Eu acredito que nenhum pais seja completamente meritocrático, porém, um grau mínimo de meritocracia é necessário para fazer a máquina burocrática  ”funcionar” de forma aceitável. O Princípio de Peter estabelece que a pessoa vai sendo promovida de posições nas quais é eficiente e eficaz, até chegar a uma posição hierárquica mais ou menos alta na qual a sua eficiência e eficácia deixam muito a desejar, ou seja, a pessoa passa a ser incompetente.

 

Para evitar rir do “traje invisível do imperador”, os países de cultura meritocrática, principalmente os anglo saxões, descobriram uma estratégia de “camuflagem da incompetência” infalível: a excentricidade. Nesse sentido, a proverbial fleuma britânica provê um arcabouço inigualável para performances espetaculares. ”Fulano é excêntrico” é sinônimo de uma alta posição social e de respeito, mesmo que seja um completo incompetente. O problema desta solução é que depende muito do estilo e do caráter da pessoa, daí a importância da fleuma, já que a excentricidade mal executada cai no ridículo.

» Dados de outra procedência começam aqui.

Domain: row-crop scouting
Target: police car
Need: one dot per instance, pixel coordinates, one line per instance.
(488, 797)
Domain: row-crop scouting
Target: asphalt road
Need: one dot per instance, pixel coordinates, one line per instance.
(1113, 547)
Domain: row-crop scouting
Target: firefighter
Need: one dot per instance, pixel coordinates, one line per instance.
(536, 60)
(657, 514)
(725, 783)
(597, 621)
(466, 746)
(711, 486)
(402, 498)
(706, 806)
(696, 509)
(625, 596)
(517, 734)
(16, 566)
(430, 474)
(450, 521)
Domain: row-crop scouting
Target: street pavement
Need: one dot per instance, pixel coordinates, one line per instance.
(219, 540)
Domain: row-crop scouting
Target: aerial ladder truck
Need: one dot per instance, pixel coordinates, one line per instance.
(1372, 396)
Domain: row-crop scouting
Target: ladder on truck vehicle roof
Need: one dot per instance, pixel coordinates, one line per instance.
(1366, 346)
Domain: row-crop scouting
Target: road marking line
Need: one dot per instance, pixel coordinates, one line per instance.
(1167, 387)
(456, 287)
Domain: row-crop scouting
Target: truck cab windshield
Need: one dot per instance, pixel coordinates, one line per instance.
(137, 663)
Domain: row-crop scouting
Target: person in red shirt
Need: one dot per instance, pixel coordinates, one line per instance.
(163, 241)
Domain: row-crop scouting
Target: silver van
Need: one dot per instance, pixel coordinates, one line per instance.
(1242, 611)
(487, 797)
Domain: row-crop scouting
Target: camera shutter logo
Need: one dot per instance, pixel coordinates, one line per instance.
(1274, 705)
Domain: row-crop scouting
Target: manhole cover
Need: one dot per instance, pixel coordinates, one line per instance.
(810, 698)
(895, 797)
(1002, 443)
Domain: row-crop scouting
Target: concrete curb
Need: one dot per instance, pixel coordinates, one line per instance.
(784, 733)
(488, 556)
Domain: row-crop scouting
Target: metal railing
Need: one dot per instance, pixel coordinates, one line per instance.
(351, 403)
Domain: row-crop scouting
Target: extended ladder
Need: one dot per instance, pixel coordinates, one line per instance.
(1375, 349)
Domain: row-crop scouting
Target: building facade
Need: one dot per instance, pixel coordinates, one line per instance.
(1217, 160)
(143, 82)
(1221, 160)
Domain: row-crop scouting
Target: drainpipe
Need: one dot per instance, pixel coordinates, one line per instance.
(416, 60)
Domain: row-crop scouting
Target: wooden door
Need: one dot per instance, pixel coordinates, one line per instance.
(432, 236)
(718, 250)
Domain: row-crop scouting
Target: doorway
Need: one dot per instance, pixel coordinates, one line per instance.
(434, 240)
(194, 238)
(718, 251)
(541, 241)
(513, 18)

Excêntrico ou Ridículo? Foto Flickr

No Brasil, para evitar esse risco, a estratégia adotada é outra. Consiste em uma pose exagerada, um ríctus de seriedade quase pétreo. Eu, particularmente, tive várias experiências com gestores totalmente incompetentes. Quando você falava com eles, parecia mesmo que eram membros do Conselho de Segurança das Nações Unidas. Isto também pode beirar ao ridículo, porém, para muitos brasileiros ainda não “caiu a ficha” e acreditam na “respeitabilidade” da pessoa em questão. Aqui ainda não aprenderam que o hábito não faz o monge.

 

Como o grau de autoridade atingido pela pessoa é paralelo ao seu grau de “certeza” (este é outro principio da “administração” que encontra o seu paradigma máximo no Papa), ninguém ousa discutir com essa pessoa as decisões ruins que toma. Portanto, as possibilidades dos incompetentes das altas hierarquias perderem o seu cargo (uma “despromoção”), são bastante remotas, podendo ocorrer só mesmo com a falência da empresa, organização ou país (como no caso de Hitler).

 

Mas o Princípio de Peter, exposto pelo seu autor em tom de fino humor (sem dúvida, uma herança inglesa de Laurence), é questionável, não por ser falso, como alguns afirmam cinicamente, mas porque todo princípio tem exceção:

 

Nem todos os que são promovidos atingem o seu nível de incompetência. Alguns respondem adequadamente e com competência às novas responsabilidades. Esta é a explicação de porque algumas empresas são bem sucedidas, mesmo em ambientes de alta concorrência. A resposta é que há pessoas realmente inteligentes no comando.

 

Eu, sinceramente, gostaria que o Brasil fosse um país meritocrático, onde “sofrêssemos” a problemática do princípio de Peter. Porém, o que se verifica aqui no país do “faz de conta” é uma versão oposta e mais simples desse princípio, que vou autodenominar de “Princípio de Miguel”. Reza mais ou menos assim.

 

Num sistema não hierárquico, todo funcionário competente tende a ocupar o menor nível de responsabilidade possível.

 

Isto é, num pais como o Brasil, as pessoas inteligentes e competentes ocupam os cargos de responsabilidade de menor hierarquia possível, enquanto os postos de maior responsabilidade são escolhidos arbitrariamente. Ou seja, não existe a progressão de Peter, simplesmente os cargos de alta responsabilidade são indicados a dedo (o famoso QI).

 

Claro que entre tanta indicação a dedo pode existir alguém competente (uma raridade, mas ocorre), porém, deve ser estatisticamente demonstrável que as exceções ao meu princípio são muito menores que as de Peter. Fica lançada aqui a idéia para que alguém desenvolva uma tese comparando os dois princípios.

 

O “Princípio de Miguel” explica o por quê da precária situação de tantas e tantas cidades no Brasil; o mau funcionamento das instituições no geral; e o sofrimento do povo brasileiro. Em poucas palavras, as pessoas certas não estão nos cargos certos, ou, as pessoas erradas estão em postos de responsabilidade que não deveriam ocupar, principalmente na máquina pública.

 

Deixo para um segundo momento a análise das razões culturais desta situação no Brasil e uma interessante relação do Princípio de Peter com a atual crise econômica.